There are several way to rein in your appetite:
- Distract yourself. If you’re eating because you’re bored, upset or stressed, do something to take your mind off food. Food isn’t going to solve the problem, and eating may end up making you feel worse later on. Come up with a list of activities (going for a walk, writing, cleaning the house) that you can do when those cravings kick in.
- If a craving hits, tell yourself that you can eat that food as long as you wait. Set a timer for 10 minutes and wait it out. While you’re waiting, keep yourself busy with work, a chore or calling a friend. You may find that after 10 minutes the craving has completely disappeared.
- Eat regular meals and snacks. Try to eat breakfast, lunch and dinner at the same times each day. Doing so can curb cravings, squelch hunger and help even out blood sugars. Another helpful tip: aim to eat about every 4-5 hours; if your meals are far apart from each other, plan for a healthy protein snack, such as Greek-style yogurt and fresh fruit or whole grain crackers and peanut butter.
Another way to help you distinguish appetite from hunger is to use a tool called the Hunger Scale.
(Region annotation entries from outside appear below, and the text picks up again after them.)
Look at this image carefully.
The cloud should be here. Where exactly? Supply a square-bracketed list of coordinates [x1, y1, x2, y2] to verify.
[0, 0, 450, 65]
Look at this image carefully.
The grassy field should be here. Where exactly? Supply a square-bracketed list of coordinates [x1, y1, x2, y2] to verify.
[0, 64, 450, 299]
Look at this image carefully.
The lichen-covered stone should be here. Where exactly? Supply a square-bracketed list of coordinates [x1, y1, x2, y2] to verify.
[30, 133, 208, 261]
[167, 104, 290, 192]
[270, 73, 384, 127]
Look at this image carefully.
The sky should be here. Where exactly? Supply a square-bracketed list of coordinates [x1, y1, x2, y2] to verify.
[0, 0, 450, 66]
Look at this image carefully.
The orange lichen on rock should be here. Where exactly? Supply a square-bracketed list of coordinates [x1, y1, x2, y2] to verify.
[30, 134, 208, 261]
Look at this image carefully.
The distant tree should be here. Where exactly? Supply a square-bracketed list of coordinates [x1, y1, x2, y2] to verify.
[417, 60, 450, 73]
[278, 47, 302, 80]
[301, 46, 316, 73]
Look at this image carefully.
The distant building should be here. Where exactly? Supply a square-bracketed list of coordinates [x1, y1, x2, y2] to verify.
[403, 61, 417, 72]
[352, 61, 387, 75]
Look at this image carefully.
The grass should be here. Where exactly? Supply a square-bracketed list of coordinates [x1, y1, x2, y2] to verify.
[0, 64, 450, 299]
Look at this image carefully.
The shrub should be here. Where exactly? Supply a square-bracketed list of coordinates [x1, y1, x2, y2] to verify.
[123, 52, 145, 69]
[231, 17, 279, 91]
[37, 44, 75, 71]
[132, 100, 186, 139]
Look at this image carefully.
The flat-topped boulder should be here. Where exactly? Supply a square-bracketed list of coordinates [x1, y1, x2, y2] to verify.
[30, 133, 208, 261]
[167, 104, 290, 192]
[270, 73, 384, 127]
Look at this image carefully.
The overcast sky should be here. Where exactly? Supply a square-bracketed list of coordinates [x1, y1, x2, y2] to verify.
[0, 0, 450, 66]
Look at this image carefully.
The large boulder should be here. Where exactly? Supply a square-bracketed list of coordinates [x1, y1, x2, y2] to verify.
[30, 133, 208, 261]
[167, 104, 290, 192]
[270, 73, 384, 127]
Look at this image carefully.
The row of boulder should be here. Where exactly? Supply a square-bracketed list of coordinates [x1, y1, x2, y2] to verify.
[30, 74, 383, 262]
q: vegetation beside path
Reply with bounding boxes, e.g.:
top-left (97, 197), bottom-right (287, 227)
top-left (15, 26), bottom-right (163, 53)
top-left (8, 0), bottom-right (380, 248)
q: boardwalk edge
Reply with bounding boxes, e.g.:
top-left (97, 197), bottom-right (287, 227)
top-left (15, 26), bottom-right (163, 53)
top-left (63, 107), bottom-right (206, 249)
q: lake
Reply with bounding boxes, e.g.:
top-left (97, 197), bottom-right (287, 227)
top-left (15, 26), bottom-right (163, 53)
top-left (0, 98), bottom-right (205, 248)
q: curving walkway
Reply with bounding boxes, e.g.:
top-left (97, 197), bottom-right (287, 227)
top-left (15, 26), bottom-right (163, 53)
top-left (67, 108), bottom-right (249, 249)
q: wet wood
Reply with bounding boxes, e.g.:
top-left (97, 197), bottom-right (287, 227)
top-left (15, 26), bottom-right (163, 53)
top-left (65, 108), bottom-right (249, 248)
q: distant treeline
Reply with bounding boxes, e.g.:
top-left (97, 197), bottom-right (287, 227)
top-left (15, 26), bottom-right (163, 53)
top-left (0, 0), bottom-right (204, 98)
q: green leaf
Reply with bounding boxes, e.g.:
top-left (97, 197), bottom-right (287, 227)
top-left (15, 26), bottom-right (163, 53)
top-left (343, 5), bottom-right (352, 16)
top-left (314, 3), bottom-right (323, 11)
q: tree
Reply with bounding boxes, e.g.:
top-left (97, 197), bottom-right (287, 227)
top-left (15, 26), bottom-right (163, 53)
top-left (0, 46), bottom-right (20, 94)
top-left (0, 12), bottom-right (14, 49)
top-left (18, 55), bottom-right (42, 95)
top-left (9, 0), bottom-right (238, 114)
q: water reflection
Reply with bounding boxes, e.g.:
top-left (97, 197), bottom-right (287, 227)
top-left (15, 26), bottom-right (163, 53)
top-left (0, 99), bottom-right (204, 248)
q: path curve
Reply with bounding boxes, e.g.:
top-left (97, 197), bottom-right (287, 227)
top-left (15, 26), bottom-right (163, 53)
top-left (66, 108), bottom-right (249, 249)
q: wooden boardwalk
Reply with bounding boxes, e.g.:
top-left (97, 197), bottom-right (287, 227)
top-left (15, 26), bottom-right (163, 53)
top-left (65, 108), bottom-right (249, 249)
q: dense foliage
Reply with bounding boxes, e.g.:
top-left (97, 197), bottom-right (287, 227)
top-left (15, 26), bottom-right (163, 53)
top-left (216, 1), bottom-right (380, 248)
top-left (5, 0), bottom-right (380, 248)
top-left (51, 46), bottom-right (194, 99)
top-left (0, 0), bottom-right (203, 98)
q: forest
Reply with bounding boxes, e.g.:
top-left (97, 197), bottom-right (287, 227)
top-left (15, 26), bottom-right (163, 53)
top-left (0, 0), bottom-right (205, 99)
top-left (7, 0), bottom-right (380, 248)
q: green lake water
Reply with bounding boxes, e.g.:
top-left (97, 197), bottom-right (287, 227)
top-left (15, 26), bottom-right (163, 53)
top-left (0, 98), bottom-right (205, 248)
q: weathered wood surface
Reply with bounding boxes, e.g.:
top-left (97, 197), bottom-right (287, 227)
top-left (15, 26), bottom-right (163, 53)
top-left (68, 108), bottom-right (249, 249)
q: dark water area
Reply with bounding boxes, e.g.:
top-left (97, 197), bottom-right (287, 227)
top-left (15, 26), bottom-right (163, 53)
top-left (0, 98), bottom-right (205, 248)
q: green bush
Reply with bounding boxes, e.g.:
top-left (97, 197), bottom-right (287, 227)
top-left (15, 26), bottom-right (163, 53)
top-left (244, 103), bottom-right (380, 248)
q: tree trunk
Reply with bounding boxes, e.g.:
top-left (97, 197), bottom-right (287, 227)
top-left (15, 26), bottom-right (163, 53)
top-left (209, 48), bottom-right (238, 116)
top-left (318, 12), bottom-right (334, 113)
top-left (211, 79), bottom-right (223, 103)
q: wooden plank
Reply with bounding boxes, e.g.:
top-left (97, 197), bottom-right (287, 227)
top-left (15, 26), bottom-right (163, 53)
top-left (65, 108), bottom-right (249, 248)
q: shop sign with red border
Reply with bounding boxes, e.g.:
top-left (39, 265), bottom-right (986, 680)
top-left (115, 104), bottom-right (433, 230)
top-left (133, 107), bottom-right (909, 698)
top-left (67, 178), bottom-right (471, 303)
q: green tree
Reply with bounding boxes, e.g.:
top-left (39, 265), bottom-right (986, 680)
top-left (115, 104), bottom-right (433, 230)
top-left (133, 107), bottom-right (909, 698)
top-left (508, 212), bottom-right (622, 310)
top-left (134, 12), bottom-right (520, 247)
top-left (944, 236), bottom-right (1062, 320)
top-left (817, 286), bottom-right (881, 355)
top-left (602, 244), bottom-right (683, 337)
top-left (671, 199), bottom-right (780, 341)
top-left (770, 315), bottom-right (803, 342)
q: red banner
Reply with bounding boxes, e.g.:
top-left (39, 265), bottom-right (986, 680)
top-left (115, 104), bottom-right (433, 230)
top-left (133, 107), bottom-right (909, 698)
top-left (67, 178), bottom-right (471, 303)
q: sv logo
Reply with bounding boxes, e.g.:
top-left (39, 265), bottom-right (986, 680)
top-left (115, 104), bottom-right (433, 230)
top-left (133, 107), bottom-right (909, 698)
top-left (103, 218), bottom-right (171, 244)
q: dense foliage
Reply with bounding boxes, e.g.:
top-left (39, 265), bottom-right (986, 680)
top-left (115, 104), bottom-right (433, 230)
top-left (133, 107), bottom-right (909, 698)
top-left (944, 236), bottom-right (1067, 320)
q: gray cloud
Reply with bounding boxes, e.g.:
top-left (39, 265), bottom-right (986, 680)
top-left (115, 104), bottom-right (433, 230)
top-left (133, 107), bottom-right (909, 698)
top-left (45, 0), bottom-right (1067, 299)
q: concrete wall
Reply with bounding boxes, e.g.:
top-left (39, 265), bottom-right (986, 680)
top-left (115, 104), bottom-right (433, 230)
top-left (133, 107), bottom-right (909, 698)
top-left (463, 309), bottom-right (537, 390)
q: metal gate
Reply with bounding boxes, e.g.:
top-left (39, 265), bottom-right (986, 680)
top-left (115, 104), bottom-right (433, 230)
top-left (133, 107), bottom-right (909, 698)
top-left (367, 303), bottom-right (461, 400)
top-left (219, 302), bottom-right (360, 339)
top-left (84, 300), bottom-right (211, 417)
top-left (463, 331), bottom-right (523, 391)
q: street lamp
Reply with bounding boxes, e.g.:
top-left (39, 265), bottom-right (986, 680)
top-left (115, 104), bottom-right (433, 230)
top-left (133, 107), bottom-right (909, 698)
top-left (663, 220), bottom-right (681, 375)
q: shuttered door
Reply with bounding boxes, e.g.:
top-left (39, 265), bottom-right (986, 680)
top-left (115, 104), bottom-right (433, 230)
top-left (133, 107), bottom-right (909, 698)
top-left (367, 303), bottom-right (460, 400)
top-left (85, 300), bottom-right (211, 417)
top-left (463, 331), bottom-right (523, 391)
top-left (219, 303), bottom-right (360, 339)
Here’s how it works:
- Using a scale from 1 to 10, with 1 being “very hungry” and 10 being “very full,” rank your hunger before you eat a meal or decide to indulge your craving.
- Halfway through your eating episode, stop eating and rank your hunger again. If you’re at a “5” or above, put down the fork – or that cupcake – and stop eating. You’ve had enough.
- If you continue to eat, rate your hunger a final time when you’ve finished. If you’re stuffed, you kept eating long after you were full. Continue to use the Hunger Scale each time you eat to help you tune in to your level of hunger.
Talk with a mental health professional if you have difficulty controlling your appetite or find that you continue to eat from stress, anxiety or depression.